The internet has plagued us with the incessant need to prestige-ify something before we give ourselves the chance to enjoy it. The patience to allow art a moment to breathe before being admired has disappeared. With Cameron Winter, this makes him an instant genius. But this is only half an internet phenomenon; it’s also a gender phenomenon. Male artists are spared the skepticism and endless debate that follow female artists,  and are instead accepted as self-evidently great. Bob Dylan, Winter’s most frequently cited cultural parallel, is treated as a prerequisite for musical literacy: if you don’t get Dylan, you don’t get music.

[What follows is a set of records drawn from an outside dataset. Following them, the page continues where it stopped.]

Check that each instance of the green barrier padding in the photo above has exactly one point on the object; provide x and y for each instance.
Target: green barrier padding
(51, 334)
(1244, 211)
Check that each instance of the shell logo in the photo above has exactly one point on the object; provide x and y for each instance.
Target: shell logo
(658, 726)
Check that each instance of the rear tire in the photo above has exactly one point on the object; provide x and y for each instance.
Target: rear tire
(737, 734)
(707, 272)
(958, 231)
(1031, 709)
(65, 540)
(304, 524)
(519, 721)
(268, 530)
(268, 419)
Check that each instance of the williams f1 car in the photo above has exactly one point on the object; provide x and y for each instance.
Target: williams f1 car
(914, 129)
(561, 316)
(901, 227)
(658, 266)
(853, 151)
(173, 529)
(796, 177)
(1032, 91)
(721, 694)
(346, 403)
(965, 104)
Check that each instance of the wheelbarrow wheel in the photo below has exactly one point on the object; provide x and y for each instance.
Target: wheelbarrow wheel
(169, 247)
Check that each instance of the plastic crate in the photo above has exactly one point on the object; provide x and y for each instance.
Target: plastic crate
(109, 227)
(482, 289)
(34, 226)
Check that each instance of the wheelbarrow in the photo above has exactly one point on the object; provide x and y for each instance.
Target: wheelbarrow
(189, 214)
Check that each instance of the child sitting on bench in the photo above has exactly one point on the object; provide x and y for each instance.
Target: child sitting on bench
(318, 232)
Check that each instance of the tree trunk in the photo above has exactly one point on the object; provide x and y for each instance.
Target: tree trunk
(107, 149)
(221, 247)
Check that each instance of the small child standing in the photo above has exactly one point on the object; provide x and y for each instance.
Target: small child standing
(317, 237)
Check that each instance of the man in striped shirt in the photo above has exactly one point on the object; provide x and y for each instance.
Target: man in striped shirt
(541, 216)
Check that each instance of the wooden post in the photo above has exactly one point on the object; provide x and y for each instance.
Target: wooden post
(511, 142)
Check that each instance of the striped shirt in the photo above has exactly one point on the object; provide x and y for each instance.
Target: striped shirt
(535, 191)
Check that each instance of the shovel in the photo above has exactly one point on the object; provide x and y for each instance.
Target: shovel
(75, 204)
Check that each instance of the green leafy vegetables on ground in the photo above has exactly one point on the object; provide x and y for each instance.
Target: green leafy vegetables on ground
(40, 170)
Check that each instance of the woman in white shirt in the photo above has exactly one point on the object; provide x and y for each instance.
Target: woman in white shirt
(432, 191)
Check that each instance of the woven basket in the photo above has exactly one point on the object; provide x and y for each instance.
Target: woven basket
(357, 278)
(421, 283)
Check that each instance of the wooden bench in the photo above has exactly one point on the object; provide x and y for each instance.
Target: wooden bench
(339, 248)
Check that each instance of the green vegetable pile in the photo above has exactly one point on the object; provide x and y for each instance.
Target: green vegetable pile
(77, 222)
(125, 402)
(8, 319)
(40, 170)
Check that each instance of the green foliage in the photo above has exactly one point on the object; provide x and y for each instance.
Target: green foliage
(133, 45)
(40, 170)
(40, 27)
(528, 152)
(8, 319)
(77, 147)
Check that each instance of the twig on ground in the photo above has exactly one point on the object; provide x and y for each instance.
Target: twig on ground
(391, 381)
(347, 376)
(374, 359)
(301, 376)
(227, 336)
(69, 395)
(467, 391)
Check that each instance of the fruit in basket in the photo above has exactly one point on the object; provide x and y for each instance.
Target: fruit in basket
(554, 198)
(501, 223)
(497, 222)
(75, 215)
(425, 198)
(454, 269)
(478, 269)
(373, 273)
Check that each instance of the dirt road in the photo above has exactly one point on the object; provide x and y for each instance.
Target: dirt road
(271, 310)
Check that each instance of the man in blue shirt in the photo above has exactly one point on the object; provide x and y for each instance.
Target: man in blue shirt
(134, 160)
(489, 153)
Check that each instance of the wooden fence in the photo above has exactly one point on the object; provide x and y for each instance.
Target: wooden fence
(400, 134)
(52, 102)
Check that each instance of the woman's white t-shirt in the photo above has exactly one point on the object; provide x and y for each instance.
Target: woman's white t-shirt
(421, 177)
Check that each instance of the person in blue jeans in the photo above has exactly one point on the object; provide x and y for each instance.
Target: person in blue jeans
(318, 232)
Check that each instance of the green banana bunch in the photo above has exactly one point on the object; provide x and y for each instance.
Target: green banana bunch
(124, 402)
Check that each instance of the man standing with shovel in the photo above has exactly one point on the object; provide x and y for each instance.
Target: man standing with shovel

Yet if someone dismisses Joni Mitchell as “self-congratulatory,” which Greil Marcus does with ease, they can stay one of the most prominent music critics.

“Desperation looks good on Geese”, is the opening line of the Pitchfork review of their most recent album, “Getting Killed. “When men open up, we see it as vulnerable and powerful,” said Kristina London, founder of the non-profit Amplify Her Voice and project manager at LiveNation Women, during our interview, “and with women, there is a sense that we’re exhausted from it.”

Fiona Apple — often described as bold and angry — opens her 2020 album, “Fetch the Bolt Cutters” (which received Pitchfork’s first perfect ten for a female artist in a decade) with the song “I Want You to Love Me,” sung in unapologetic desperation.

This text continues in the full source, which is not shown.